De acordo com a equipe de pesquisa, a vacina aumenta as taxas de sobrevivência em 12 meses de cães com certos tipos de câncer de cerca de 35% para 60%. Para muitos cães, o tratamento também reduz os tumores.

Embora estudos futuros determinem se a vacina pode reduzir a incidência de câncer em cães saudáveis, o tratamento, por enquanto, continua sendo uma opção de tratamento terapêutico após o diagnóstico de câncer ter sido feito.

Testemunhar a felicidade que terapias bem-sucedidas proporcionam às famílias com cães é incrivelmente gratificante.Mas mesmo isto representa algo mais do que apenas “uma nova ferramenta” na luta contra o cancro canino, diz Post. É uma caixa de ferramentas totalmente nova.

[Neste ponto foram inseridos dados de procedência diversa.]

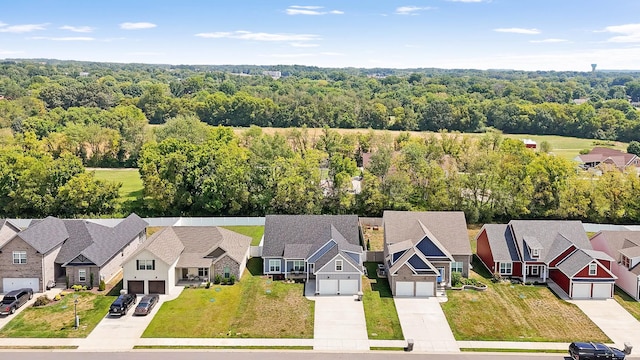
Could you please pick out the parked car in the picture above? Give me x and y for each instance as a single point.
(594, 351)
(14, 299)
(121, 305)
(146, 304)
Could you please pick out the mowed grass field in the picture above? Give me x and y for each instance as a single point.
(129, 178)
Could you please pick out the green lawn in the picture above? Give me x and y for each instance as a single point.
(255, 307)
(515, 312)
(379, 308)
(255, 232)
(129, 178)
(627, 302)
(56, 320)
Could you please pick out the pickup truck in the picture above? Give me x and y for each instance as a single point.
(14, 299)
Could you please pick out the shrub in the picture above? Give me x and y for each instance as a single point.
(41, 301)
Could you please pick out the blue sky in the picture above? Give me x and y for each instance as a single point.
(470, 34)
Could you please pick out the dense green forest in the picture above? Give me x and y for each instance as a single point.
(60, 116)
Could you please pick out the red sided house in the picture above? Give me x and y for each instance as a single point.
(541, 250)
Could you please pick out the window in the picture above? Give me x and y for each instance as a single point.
(505, 268)
(625, 262)
(457, 266)
(82, 275)
(274, 265)
(146, 264)
(19, 257)
(298, 265)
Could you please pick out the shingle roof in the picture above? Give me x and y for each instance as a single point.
(44, 235)
(448, 227)
(501, 242)
(546, 232)
(307, 229)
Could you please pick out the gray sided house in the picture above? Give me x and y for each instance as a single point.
(323, 250)
(54, 249)
(189, 254)
(423, 248)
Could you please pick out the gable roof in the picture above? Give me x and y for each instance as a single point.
(449, 228)
(315, 230)
(503, 248)
(195, 246)
(546, 233)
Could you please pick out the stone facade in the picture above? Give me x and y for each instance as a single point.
(225, 260)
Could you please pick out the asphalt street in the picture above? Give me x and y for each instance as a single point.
(267, 355)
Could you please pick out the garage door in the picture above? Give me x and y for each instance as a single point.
(602, 291)
(328, 287)
(348, 287)
(404, 288)
(156, 287)
(135, 287)
(9, 284)
(424, 288)
(581, 291)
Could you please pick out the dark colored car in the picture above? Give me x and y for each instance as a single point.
(146, 304)
(594, 351)
(122, 304)
(14, 299)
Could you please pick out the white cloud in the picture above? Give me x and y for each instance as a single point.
(17, 29)
(630, 33)
(260, 36)
(310, 10)
(303, 45)
(411, 10)
(137, 26)
(67, 38)
(549, 41)
(83, 29)
(532, 31)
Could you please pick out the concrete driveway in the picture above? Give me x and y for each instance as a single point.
(423, 321)
(115, 333)
(612, 319)
(339, 324)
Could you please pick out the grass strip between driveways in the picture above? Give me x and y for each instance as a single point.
(255, 307)
(515, 312)
(56, 320)
(253, 347)
(627, 302)
(379, 308)
(254, 232)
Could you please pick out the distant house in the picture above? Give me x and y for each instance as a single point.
(185, 253)
(624, 247)
(77, 250)
(322, 250)
(423, 248)
(539, 250)
(600, 156)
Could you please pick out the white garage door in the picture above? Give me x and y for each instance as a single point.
(9, 284)
(328, 287)
(424, 288)
(348, 287)
(404, 288)
(581, 290)
(602, 291)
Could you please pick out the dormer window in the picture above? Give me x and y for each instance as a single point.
(625, 262)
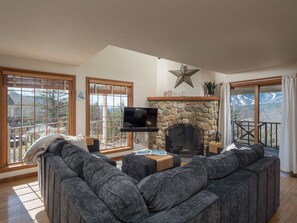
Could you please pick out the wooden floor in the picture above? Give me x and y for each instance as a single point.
(20, 202)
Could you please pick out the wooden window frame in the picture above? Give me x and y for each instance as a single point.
(257, 83)
(130, 103)
(4, 167)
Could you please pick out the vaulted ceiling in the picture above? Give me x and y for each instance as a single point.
(225, 36)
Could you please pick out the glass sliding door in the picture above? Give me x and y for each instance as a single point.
(270, 103)
(242, 114)
(256, 112)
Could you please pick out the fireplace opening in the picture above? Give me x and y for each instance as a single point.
(185, 140)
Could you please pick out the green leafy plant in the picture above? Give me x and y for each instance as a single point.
(211, 86)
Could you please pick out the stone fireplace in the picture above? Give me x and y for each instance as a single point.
(185, 140)
(200, 112)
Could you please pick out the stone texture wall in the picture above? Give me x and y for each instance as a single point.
(202, 114)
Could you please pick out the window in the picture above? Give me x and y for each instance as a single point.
(256, 111)
(105, 102)
(35, 104)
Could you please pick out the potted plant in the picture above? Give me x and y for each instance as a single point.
(210, 86)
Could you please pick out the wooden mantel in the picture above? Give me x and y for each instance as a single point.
(184, 98)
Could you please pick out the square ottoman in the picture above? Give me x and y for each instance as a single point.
(140, 167)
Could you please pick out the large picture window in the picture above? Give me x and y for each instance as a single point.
(36, 104)
(105, 102)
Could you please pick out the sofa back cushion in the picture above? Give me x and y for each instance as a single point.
(220, 165)
(248, 155)
(164, 190)
(115, 189)
(74, 157)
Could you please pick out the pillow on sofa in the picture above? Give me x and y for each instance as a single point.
(229, 147)
(74, 157)
(115, 189)
(248, 155)
(78, 141)
(220, 165)
(56, 147)
(164, 190)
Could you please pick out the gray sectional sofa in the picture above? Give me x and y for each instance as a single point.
(234, 187)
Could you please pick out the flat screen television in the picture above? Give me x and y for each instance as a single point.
(138, 119)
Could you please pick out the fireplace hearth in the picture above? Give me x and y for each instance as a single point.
(185, 140)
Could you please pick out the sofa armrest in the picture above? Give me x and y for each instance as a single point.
(202, 207)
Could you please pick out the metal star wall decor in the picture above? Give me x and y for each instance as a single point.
(184, 75)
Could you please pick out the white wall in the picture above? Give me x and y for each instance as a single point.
(166, 80)
(111, 63)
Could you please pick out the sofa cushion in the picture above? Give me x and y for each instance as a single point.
(220, 165)
(56, 147)
(248, 155)
(115, 189)
(105, 158)
(238, 196)
(74, 157)
(164, 190)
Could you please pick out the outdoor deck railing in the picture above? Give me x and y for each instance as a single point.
(269, 133)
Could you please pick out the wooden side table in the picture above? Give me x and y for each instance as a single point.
(214, 147)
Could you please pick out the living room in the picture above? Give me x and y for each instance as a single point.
(137, 44)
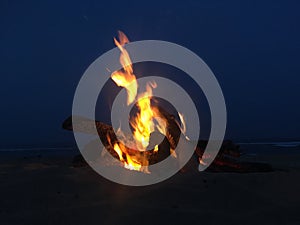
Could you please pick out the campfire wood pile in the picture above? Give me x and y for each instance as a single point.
(227, 159)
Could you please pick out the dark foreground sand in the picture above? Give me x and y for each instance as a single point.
(45, 189)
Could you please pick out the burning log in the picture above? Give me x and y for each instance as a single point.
(109, 139)
(224, 162)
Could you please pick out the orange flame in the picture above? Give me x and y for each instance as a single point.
(125, 78)
(148, 118)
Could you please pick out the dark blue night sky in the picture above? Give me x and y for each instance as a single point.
(253, 48)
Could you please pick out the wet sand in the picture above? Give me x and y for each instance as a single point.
(44, 188)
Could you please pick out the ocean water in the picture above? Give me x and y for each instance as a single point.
(292, 147)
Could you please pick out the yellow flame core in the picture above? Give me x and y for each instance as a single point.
(148, 117)
(125, 78)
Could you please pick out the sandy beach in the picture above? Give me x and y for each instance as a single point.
(43, 187)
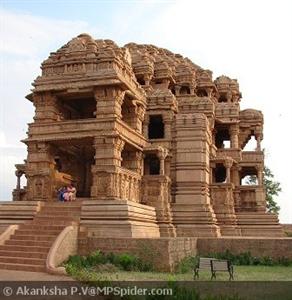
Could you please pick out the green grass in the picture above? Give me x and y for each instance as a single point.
(241, 273)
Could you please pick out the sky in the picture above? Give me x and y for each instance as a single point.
(244, 39)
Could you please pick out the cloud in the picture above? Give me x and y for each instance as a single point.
(27, 35)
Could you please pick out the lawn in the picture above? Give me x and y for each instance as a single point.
(241, 273)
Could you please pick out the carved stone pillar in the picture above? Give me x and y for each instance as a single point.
(259, 139)
(106, 180)
(228, 164)
(260, 170)
(46, 107)
(145, 126)
(234, 133)
(109, 101)
(18, 175)
(162, 155)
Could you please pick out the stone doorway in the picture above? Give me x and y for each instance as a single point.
(73, 160)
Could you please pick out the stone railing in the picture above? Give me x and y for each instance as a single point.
(229, 152)
(252, 156)
(156, 193)
(128, 185)
(227, 110)
(252, 198)
(67, 127)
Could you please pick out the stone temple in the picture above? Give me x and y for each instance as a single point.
(153, 144)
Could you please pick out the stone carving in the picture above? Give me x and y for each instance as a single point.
(92, 101)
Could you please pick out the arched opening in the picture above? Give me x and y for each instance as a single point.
(141, 80)
(219, 173)
(251, 144)
(202, 93)
(249, 176)
(156, 127)
(222, 137)
(222, 98)
(77, 107)
(151, 165)
(184, 90)
(128, 111)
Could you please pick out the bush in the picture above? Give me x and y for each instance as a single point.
(242, 259)
(246, 259)
(124, 261)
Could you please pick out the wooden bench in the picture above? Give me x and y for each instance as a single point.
(221, 266)
(213, 265)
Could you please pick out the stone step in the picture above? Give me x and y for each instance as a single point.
(37, 232)
(33, 237)
(62, 204)
(59, 212)
(22, 260)
(54, 218)
(50, 222)
(33, 226)
(23, 267)
(28, 243)
(26, 254)
(25, 248)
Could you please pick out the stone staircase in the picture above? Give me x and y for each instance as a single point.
(28, 247)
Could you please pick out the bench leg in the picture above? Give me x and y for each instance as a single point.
(231, 276)
(213, 275)
(231, 273)
(196, 274)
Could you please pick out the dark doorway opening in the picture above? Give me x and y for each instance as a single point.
(156, 127)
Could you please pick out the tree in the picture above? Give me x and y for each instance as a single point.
(272, 188)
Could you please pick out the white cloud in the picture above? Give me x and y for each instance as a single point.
(250, 41)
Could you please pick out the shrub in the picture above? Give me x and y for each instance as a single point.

“E na oncologia veterinária, a nossa caixa de ferramentas é muito menor do que a da oncologia humana”, disse ele. “Esta vacina é verdadeiramente revolucionária. Eu não poderia estar mais animado em ser um oncologista veterinário.”

Mamula criou uma empresa, chamada TheraJan, que pretende eventualmente produzir a vacina. No ano passado, a empresa (cujo nome é inspirado, em parte, pelo falecido imunologista de Yale, Charles Janeway, que foi o mentor de Mamula) ganhou o Prémio de Inovação para o Corpo Docente da Yale Ventures, uma iniciativa universitária que apoia a inovação e o empreendedorismo no campus e fora dele.

Embora o lançamento de testes clínicos da eficácia da vacina em humanos possa ser um passo futuro lógico, por enquanto Mamula está focada em obter a aprovação do USDA para a vacina para cães e distribuí-la para uso mais amplo.

Não importa aonde vá, é um projeto que está em seu coração.

Recebo muitos e-mails de donos de cães agradecidos que foram informados de que seus animais de estimação teriam semanas ou meses de vida, mas que agora já passaram dois ou três anos do diagnóstico de câncer”, disse ele. “É um programa que não é valioso apenas para mim, como amante de cães. Testemunhar a felicidade que terapias bem-sucedidas proporcionam às famílias com cães é incrivelmente gratificante.”

E assim que a vacina estiver disponível para uso público, diz ele, para cães de trabalho como Hunter será sempre gratuita.

Obs* Os ensaios clínicos da vacina estão em andamento para três tipos de câncer em cães: osteossarcoma, hemangiossarcoma e carcinoma de células transicionais. Os testes estão ocorrendo em 11 locais nos Estados Unidos e um no Canadá, e você deve entrar em contato diretamente com as clínicas para perguntar sobre inscrições, consultas e outras restrições importantes. A equipe e o corpo docente de Yale não pré-qualificam ou inscrevem pessoalmente os pacientes. Os locais de ensaios clínicos estão listados no site da Canine Cancer Alliance, incluindo uma explicação em vídeo da terapia, e em therajan.com.